Clyde, who gets sworn in on the House floor Sunday, Jan. 3, has spent later weeks getting ready for his new role, including orientation in Washington.

He said he attended sessions on drafting legislation, ethics, compensation, hiring staff, research and COVID-19.

Also, Clyde has worked hiring a staff and setting up offices in Washington and the 9th District. He will keep the same district office that Collins occupied at 210 Washington St. NW, Gainesville.

“We should have the staff up and running with major positions filled by the time we get the keys to our office,” or on Jan. 4, he said.

A main goal for Clyde is staying in touch with constituents.

“I’ll be sending out emails on a regular basis that give updates to folks about what’s going on, where I’ve been in the district and what I’ve been doing in D.C.,” he said. “It’s very important we keep our district apprised as to what I’m doing and where I’ll be.”

Clyde also said he’s exploring “telephone town halls,” an approach Collins took in connecting with residents of the mostly Republican Northeast Georgia district, and “coffee with a congressman” events.

It’s all about “the opportunity just to stay in touch with the district,” he said.

Clyde’s journey to the office was hardly an easy one.

The Clyde Armory owner was one of nine GOP candidates seeking to replace Collins, who unsuccessfully ran to replace U.S. Sen. Kelly Loeffler, now caught up in a high-profile Jan. 5 run-off with Democratic challenger Raphael Warnock.

Clyde finished second in the GOP primary on June 9, but won a hard-fought runoff against Rep. Matt Gurtler in the Aug. 11 runoff.

He easily won the general election against Democratic challenger Devin Pandy.

“I’m very humbled by the voters of the 9th District and their strong support of our campaign and the platform on which I stand,” he said at the time. “I’m very honored by it and look forward to representing the entire 9th District in Washington, D.C.”

Although he represents a strongly Republican district, the House has a Democratic majority despite GOP gains.

“It will be much less enjoyable for him being part of a minority rather than the majority,” said University of Georgia political scientist Charles Bullock, on Wednesday, Dec. 30.

“And as a freshman on a committee, he’s not going to be able to play much of a role. If you’re a junior member of the minority party, you’re going to be mainly watching and observing — which isn’t bad, as you get to learn the ropes and expectations.”

Freshman legislators “can find some bills that relate to (their) platform and sign on as a co-sponsor,” Bullock said.

One of Clyde’s biggest issues should come as no surprise given his occupation — gun rights, or the Second Amendment.
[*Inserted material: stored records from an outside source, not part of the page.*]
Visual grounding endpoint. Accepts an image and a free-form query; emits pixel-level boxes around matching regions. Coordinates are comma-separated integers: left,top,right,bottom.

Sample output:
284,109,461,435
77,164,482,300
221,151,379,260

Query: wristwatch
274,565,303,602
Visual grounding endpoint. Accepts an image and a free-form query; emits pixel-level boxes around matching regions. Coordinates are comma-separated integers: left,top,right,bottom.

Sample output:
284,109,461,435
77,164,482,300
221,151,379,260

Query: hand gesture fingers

Also, he has said rural broadband improvement and opposing abortion are other main concerns.

“This campaign is not about me,” he said after his Nov. 3 election. “It’s about saving the unborn, it’s about protecting and restoring our constitutional rights under the Second Amendment. It’s about securing our country’s borders, and it’s about defending and protecting our law enforcement and giving them the support they need in order to uphold our laws.”